Banks deemed of global systemic importance will by 2019 have to hold the equivalent of 16 per cent of their risk-weighted assets in equity or debt that can be written off. This total loss-absorbing capacity (TLAC) should ensure that shareholders and creditors, not taxpayers, absorb future losses.
On the face of it, 23 American and European global systemically important banks (G-SIB) are better off than they were a year ago, when the FSB published its initial consultation. Though the TLAC requirement remains unchanged, it now applies to China's four big state-owned banks as well. Chinese and other emerging market lenders have six years longer to comply, but their inclusion shrinks any future competitive advantage.

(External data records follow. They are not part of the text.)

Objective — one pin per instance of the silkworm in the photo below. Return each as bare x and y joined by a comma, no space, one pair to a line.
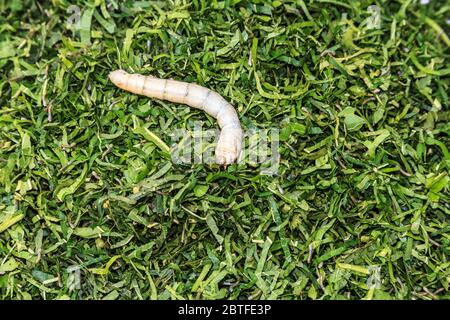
229,145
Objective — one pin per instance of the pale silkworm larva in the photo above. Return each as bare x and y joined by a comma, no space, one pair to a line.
230,140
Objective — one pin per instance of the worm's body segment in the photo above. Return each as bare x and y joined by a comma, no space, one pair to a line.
230,140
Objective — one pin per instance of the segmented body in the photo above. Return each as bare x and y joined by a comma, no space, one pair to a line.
230,139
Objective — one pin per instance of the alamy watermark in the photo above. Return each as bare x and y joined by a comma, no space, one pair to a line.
374,279
73,278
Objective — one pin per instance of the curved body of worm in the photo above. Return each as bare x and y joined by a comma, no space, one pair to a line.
230,140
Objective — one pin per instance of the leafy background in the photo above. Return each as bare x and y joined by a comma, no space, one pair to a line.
363,181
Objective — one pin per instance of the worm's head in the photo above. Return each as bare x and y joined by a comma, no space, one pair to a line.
227,154
119,78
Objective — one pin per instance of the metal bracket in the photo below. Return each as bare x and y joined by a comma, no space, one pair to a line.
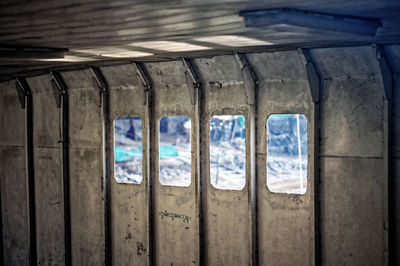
249,78
23,90
192,80
387,74
314,78
99,82
145,81
59,87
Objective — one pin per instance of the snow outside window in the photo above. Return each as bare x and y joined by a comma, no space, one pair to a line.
128,150
175,151
228,152
287,154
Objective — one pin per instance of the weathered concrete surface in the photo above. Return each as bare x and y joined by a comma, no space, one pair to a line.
14,197
392,53
48,173
285,221
352,102
227,212
174,237
86,169
129,202
352,210
352,145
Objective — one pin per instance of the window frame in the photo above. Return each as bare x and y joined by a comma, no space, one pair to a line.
307,177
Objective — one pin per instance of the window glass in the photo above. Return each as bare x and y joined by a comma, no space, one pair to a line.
228,152
287,154
175,151
128,150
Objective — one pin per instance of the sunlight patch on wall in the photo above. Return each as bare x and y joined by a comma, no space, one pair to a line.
170,46
233,40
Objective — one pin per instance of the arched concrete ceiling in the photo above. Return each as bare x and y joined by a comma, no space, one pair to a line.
93,31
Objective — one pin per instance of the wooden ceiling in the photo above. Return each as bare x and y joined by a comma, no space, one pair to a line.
108,32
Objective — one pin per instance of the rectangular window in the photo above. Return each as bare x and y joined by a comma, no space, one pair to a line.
175,151
228,152
128,150
287,154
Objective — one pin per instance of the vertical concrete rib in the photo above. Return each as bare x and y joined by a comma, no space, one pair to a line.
151,122
101,84
60,85
251,87
202,184
315,81
388,83
23,87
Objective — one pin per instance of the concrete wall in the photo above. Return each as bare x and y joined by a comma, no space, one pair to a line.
240,227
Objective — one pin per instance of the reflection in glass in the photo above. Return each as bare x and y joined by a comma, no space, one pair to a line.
228,152
175,151
287,153
128,150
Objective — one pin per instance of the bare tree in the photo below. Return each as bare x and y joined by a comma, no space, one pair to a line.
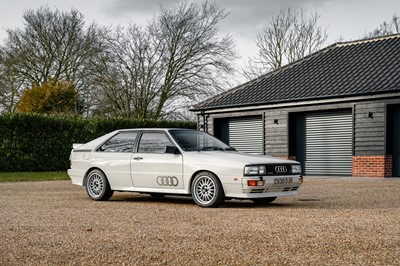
287,38
53,45
386,28
178,57
10,85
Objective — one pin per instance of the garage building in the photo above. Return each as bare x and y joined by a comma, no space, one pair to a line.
337,111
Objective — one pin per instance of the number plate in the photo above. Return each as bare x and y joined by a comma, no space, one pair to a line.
283,181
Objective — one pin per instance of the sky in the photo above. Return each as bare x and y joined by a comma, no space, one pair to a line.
343,19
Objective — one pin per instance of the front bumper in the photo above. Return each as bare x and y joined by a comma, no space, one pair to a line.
267,186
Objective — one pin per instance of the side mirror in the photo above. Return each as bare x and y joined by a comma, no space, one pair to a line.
172,150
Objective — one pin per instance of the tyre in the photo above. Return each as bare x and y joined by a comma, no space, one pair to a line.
157,195
97,186
263,200
207,190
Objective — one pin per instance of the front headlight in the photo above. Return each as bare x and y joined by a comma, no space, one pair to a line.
296,169
255,170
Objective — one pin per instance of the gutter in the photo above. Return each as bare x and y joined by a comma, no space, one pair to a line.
293,104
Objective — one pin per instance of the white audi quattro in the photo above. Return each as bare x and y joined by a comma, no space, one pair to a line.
179,161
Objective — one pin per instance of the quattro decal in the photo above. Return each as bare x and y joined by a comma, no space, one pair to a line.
167,181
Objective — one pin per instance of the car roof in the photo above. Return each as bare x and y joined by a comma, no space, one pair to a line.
153,129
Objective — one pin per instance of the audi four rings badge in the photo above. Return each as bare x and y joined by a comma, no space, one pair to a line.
280,169
168,181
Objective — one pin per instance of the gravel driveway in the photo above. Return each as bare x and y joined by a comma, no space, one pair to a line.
332,222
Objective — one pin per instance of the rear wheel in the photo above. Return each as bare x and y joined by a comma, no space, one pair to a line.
207,190
263,200
97,186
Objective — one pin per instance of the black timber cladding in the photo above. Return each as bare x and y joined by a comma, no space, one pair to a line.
343,69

Even so, TLAC is a headache, particularly for banks that fund themselves primarily with deposits. They will have to issue debt that can be written down if necessary. To hit an additional 18 per cent TLAC target by 2022, banks would in the toughest scenario have to raise over Euro 1.1 trillion, the FSB reckons.
The rules also give local regulators quite a lot of power over big foreign lenders. Institutions with overseas branches - like many international banks in Hong Kong - will have to keep between 75 and 90 per cent of their local TLAC requirement in that jurisdiction. The wording of the FSB term sheet implies host regulators can add additional capital or funding requirements as they see fit.

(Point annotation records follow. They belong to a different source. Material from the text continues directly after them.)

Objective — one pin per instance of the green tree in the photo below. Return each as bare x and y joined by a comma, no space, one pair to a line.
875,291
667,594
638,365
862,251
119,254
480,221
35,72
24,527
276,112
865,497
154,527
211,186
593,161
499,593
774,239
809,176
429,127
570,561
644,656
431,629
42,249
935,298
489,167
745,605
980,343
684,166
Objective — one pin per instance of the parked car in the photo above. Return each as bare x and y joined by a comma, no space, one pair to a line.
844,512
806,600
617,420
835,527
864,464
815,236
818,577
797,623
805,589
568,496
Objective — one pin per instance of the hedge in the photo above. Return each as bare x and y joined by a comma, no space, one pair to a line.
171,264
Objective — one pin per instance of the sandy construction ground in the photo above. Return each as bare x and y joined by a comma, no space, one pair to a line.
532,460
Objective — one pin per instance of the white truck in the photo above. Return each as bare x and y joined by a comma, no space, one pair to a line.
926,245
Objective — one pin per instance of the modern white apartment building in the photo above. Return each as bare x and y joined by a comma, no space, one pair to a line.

For a global bank that runs most of its business off a single balance sheet - like, say, Deutsche Bank - this is potentially expensive. Ever since the FSB suggested this 'pre-positioning' requirement last November, banks have moaned that making capital less fungible will hurt efficiency. The FSB's final decision forces banks to reconsider their geographical footprint. The price to pay for global bank rules may be fewer global banks.